Redis and MongoDB in the biomedical domain

Published

Varun Singh, a software engineer at IBM's Watson Health, looks at how to use MongoDB and Redis to manage biomedical data in this guest article.

For bioinformatics software engineers, unstructured data is a fact of everyday life. From centralized repositories containing information about biomedical entities such as genes and proteins to journal publishers providing their papers in PDF formats, unstructured data is the most common form of data available. Further, research in this domain is dominated by numerous academic institutions spread all over the world. The product of the research is often deposited in small databases hosted by these institutions. This leads to several problems the 2 most common ones being data model design and external dependencies.

Data Model Design

A logical place to start with when designing a data model is understanding the real world entities. A biological entity such as gene EGFR (Epidermal Growth Factor Receptor) ends up in several databases around the world because of its significance (a mutation in this gene is linked to lung cancer). It exists in the HUGO Gene Nomenclature Committee database with identifier 3236. It also exists in the protein database Uniprot with identifier P00533 because it encodes a protein with the same name - EGFR! Furthermore, this gene is also referenced by several synonyms such as ERBB, HER1, ERBB1 and NISBD2 etc in the literature.

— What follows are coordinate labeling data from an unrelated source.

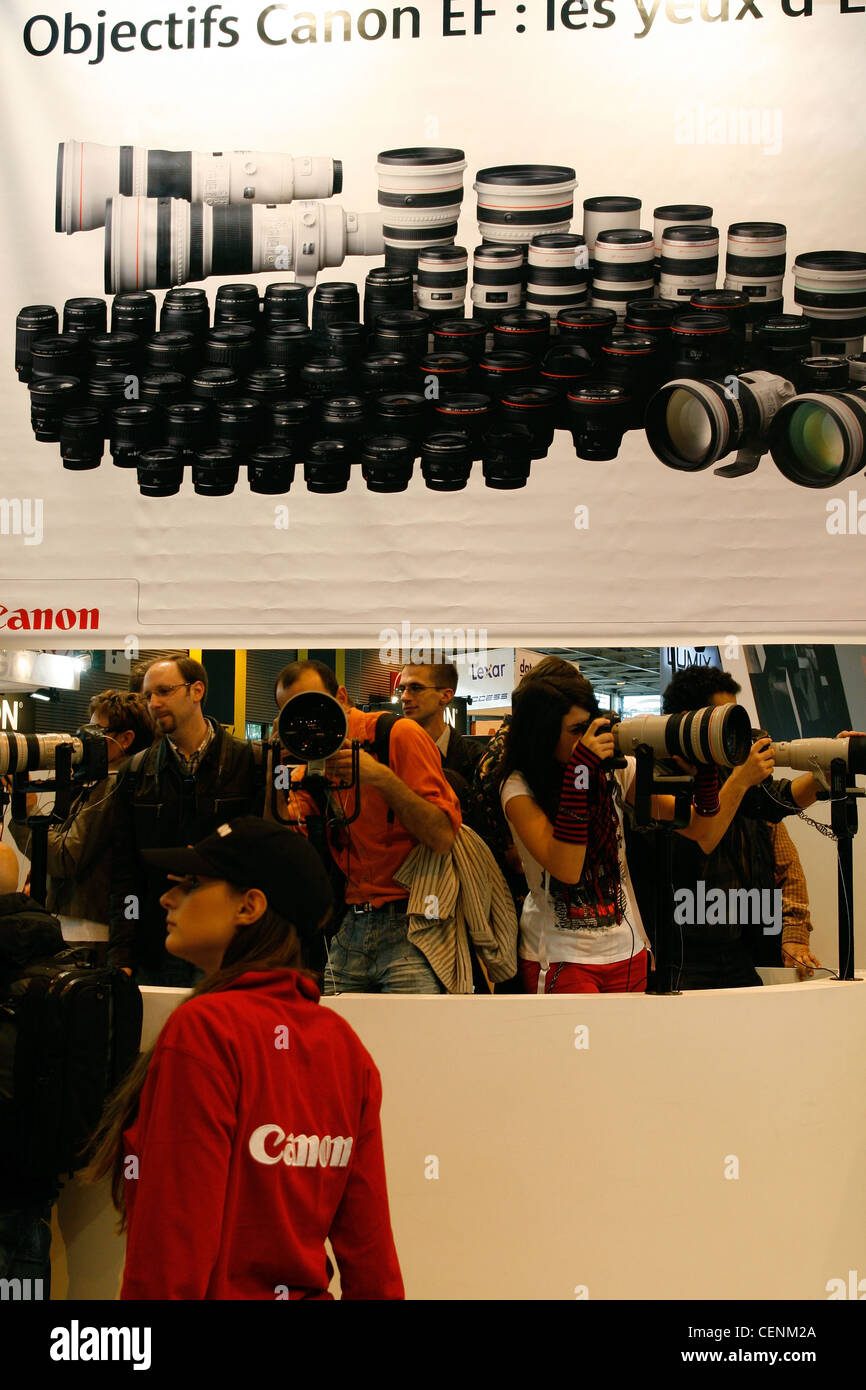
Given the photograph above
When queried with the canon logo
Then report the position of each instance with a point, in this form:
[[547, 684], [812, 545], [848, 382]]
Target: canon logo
[[268, 1144]]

When creating a data model, the primary key for a table GENE containing such genes could be a VARCHAR string or a numeric value such as 123. One would also need to create another table, say SYNONYMS, to hold the values of synonyms of genes and yet another table, say EXTERNAL_IDENTIFIERS to hold the database identifiers from HGNC and Uniprot. But there is a catch here - the identifier of a database such as HGNC is numeric while that of Uniprot is a string. It's easy to see how modeling just one entity gene is so cumbersome.

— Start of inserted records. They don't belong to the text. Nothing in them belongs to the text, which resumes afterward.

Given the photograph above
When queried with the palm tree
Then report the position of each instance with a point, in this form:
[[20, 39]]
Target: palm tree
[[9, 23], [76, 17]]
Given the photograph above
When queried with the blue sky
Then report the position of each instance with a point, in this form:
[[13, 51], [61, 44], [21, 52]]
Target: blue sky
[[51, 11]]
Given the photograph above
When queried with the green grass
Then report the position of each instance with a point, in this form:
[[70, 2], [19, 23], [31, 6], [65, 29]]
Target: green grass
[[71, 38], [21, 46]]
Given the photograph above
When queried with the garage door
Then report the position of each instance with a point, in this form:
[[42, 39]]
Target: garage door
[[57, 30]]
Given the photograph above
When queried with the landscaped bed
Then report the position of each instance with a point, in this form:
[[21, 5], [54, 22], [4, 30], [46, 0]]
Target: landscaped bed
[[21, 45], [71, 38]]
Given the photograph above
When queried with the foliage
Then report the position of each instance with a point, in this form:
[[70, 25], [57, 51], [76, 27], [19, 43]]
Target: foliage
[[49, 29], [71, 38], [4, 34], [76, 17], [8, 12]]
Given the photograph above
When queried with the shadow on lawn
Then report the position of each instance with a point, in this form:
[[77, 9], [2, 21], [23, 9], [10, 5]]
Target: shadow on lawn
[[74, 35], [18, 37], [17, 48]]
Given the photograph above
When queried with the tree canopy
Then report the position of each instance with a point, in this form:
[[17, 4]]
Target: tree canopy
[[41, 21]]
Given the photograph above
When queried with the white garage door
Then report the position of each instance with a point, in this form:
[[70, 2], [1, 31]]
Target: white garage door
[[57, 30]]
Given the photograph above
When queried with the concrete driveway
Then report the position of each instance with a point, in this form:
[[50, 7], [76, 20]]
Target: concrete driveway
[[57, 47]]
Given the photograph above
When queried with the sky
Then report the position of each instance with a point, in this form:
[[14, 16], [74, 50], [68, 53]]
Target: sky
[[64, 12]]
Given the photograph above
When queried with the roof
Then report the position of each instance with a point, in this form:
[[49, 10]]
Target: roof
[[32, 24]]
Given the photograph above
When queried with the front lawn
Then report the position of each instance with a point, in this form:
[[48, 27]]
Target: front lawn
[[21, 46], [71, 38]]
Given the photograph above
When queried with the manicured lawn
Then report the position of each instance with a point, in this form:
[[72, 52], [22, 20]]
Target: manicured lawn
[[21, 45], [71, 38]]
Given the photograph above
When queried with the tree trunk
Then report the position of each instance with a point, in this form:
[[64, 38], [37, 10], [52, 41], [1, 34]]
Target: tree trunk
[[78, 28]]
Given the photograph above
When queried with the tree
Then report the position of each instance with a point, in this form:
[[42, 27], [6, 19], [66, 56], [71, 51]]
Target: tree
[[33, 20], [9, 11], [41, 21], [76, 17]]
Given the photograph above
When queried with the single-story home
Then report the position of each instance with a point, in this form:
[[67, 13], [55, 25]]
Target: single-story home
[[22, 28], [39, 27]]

Taking into account other entities such as disease, proteins, mutations and unstructured literature text (containing evidence linking these entities), along with the need to maintain data consistency across tables one can see how immensely complicated it gets. This limits the to adoptability of traditional relational databases.

External dependencies

This is another obvious big issue. Since data comes from several disparate data sources, the process of refreshing it is a challenge in itself for several reasons.

First of all, access to these remote databases is often limited using quotas. These quotas can be based on IP addresses or on a per account basis to mitigate load on the server caused by automated scripts. Further since a lot of these in-house academic lab databases are not exactly production quality, one may encounter unplanned outages which could lead to disruption of work. In the case of unavailability, the only options are either to temporarily halt the update or do a partial update which carries the risk of introducing inconsistencies in the data.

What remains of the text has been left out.